BMC Genomics. 2009; 10: 611.
Published online Dec 16, 2009. doi:  10.1186/1471-2164-10-611
PMCID: PMC2805697
Identification of novel aspartic proteases from Strongyloides ratti and characterisation of their evolutionary relationships, stage-specific expression and molecular structure
Luciane V Mello,corresponding author#1 Helen O'Meara,#1,2 Daniel J Rigden,1 and Steve Paterson1
1School of Biological Sciences, University of Liverpool, Crown Street, Liverpool L69 7ZB, UK
2Department of Pharmacology and Therapeutics, University of Liverpool, Ashton Street, Liverpool, L69 3GE, UK
corresponding authorCorresponding author.
#Contributed equally.
Luciane V Mello: lumello/at/liverpool.ac.uk; Helen O'Meara: hevan/at/liv.ac.uk; Daniel J Rigden: drigden/at/liverpool.ac.uk; Steve Paterson: S.Paterson/at/liverpool.ac.uk
Received April 27, 2009; Accepted December 16, 2009.
Abstract
Background
Aspartic proteases are known to play an important role in the biology of nematode parasitism. This role is best characterised in blood-feeding nematodes, where they digest haemoglobin, but they are also likely to play important roles in the biology of nematode parasites that do not feed on blood. In the present work, we investigate the evolution and expression of aspartic proteases in Strongyloides ratti, which permits a unique comparison between parasitic and free-living adult forms within its life-cycle.
Results
We identified eight transcribed aspartic protease sequences and a further two genomic sequences and compared these to homologues in Caenorhabditis elegans and other nematode species. Phylogenetic analysis demonstrated a complex pattern of gene evolution, such that some S. ratti sequences had a one-to-one correspondence with orthologues of C. elegans but that lineage-specific expansions have occurred for other aspartic proteases in these two nematodes. These gene duplication events may have contributed to the adaptation of the two species to their different lifestyles. Among the set of S. ratti aspartic proteases were two closely-related isoforms that showed differential expression during different life stages: ASP-2A is highly expressed in parasitic females while ASP-2B is predominantly found in free-living adults.
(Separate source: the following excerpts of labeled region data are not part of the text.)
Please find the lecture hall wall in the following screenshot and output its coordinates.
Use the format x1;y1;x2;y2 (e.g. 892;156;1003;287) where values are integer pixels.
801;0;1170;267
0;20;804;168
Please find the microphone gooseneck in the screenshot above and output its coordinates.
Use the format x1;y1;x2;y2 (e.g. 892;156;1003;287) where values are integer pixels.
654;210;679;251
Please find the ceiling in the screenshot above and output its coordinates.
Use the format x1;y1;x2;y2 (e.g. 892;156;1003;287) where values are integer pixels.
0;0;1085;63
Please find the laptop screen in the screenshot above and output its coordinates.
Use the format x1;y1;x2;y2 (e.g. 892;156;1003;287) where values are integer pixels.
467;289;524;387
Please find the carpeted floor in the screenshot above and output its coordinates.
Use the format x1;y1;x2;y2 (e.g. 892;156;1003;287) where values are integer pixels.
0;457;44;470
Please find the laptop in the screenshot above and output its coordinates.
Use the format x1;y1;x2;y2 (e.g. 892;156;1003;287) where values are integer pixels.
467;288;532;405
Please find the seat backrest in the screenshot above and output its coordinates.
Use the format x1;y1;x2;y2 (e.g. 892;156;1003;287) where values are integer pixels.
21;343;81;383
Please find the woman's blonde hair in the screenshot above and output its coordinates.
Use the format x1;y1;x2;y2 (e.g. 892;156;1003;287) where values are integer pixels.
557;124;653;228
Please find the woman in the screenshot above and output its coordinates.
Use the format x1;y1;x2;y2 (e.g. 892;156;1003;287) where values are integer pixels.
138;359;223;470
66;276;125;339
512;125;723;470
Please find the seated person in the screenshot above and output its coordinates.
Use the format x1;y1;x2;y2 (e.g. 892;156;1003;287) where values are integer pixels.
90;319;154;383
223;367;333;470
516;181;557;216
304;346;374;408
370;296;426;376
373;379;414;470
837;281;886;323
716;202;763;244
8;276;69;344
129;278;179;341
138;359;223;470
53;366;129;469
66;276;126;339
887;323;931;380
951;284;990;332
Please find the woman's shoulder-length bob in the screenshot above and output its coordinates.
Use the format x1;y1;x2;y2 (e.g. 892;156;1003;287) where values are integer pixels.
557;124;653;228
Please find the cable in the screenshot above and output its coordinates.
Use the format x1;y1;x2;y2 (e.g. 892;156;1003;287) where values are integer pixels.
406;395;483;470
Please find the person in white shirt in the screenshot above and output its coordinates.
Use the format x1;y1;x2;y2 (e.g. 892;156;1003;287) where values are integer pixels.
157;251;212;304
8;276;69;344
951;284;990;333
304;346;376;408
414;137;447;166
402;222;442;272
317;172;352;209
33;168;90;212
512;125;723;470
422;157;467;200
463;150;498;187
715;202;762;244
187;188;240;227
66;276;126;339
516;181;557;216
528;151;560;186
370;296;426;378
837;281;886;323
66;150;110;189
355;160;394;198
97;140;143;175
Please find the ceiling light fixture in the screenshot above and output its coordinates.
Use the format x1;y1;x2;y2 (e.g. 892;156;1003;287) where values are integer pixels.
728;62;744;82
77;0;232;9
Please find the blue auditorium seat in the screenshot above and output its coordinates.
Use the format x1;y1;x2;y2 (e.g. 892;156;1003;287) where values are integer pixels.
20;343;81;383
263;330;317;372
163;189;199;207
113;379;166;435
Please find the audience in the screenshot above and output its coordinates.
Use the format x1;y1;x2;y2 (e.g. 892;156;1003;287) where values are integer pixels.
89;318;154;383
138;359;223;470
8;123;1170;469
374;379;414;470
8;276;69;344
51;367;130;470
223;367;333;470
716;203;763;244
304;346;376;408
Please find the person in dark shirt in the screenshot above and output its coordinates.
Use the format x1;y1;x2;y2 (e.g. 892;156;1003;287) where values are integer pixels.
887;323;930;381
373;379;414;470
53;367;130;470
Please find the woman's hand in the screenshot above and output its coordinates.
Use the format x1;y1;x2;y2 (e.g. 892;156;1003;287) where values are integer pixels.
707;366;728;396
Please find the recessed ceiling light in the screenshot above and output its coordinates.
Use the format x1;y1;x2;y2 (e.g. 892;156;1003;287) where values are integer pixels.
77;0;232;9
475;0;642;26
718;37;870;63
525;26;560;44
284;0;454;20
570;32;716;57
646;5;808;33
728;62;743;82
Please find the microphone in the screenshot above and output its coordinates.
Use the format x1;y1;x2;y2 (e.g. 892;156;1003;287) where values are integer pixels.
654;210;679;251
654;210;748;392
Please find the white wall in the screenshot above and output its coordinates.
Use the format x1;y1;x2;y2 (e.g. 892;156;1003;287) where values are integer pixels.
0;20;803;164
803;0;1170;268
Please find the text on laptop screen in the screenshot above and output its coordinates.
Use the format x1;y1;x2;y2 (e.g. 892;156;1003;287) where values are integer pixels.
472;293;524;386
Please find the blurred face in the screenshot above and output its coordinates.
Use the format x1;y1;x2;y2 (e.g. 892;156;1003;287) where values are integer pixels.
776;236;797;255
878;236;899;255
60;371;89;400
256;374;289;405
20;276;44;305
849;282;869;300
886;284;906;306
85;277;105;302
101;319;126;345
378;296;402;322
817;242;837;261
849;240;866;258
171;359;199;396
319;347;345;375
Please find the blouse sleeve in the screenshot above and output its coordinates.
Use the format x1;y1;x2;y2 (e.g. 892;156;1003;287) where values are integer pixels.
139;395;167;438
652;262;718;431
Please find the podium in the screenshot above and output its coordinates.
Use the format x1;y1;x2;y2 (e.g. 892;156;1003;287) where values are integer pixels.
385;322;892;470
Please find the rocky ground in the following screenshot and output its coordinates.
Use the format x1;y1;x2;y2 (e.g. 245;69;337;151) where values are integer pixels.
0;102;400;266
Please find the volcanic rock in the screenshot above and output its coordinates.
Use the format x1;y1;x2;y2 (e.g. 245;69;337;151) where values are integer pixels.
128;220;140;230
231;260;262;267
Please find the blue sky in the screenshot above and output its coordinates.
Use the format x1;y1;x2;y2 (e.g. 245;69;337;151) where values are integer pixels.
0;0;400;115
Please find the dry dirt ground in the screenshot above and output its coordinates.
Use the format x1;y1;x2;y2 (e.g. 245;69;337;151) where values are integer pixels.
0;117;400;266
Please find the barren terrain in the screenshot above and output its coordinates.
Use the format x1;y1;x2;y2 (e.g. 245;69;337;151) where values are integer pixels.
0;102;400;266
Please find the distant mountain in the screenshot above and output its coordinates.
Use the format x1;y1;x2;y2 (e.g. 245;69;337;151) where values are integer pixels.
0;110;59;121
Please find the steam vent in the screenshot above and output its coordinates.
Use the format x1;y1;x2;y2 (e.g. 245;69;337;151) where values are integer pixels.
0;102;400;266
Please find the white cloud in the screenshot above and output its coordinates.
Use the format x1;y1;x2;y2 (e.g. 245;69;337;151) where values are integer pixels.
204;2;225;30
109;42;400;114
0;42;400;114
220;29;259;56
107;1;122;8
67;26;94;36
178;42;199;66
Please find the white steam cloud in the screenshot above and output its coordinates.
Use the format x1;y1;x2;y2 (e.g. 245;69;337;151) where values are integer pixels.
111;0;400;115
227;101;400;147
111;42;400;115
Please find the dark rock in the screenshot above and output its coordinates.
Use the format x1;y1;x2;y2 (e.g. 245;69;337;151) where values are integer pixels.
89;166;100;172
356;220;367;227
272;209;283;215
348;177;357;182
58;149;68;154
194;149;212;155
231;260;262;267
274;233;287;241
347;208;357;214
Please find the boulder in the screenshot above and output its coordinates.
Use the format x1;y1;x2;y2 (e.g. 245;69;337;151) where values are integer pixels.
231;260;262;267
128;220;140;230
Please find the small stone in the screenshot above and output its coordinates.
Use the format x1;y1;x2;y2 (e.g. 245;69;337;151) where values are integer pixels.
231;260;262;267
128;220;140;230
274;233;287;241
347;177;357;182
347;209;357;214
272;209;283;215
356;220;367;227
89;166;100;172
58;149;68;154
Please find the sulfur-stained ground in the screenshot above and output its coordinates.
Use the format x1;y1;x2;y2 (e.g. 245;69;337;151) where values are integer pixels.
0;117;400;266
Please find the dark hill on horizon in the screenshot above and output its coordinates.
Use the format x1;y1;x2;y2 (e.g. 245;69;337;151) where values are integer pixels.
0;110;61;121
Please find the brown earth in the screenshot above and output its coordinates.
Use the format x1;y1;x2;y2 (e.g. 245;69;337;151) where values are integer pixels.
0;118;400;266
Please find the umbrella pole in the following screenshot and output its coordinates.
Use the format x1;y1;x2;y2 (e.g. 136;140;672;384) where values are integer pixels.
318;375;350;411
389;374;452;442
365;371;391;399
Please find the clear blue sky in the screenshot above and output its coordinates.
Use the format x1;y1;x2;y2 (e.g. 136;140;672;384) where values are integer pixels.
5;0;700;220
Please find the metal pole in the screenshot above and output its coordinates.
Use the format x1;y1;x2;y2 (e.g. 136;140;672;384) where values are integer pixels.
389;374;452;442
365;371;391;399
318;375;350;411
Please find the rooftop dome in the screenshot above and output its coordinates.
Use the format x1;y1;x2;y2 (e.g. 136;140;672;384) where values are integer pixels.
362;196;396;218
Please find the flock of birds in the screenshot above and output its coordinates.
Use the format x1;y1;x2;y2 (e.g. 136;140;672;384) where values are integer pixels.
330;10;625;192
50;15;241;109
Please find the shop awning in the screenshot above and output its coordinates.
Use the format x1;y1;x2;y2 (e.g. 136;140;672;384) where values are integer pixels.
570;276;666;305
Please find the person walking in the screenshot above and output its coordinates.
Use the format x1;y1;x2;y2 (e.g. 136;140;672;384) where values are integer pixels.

Molecular modelling of the ASP-2 isoforms reveals that their substrate specificities are likely to be very similar, but that ASP-2B is more electrostatically negative over its entire molecular surface than ASP-2A. This characteristic may be related to different pH values of the environments in which these two isoforms operate.
Conclusions
We have demonstrated that S. ratti provides a powerful model to explore the genetic adaptations associated with parasitic versus free-living life-styles. We have discovered gene duplication of aspartic protease genes in Strongyloides and identified a pair of paralogues differentially expressed in either the parasitic or the free-living phase of the nematode life-cycle, consistent with an adaptive role for aspartic proteases in the evolution of nematode parasitism.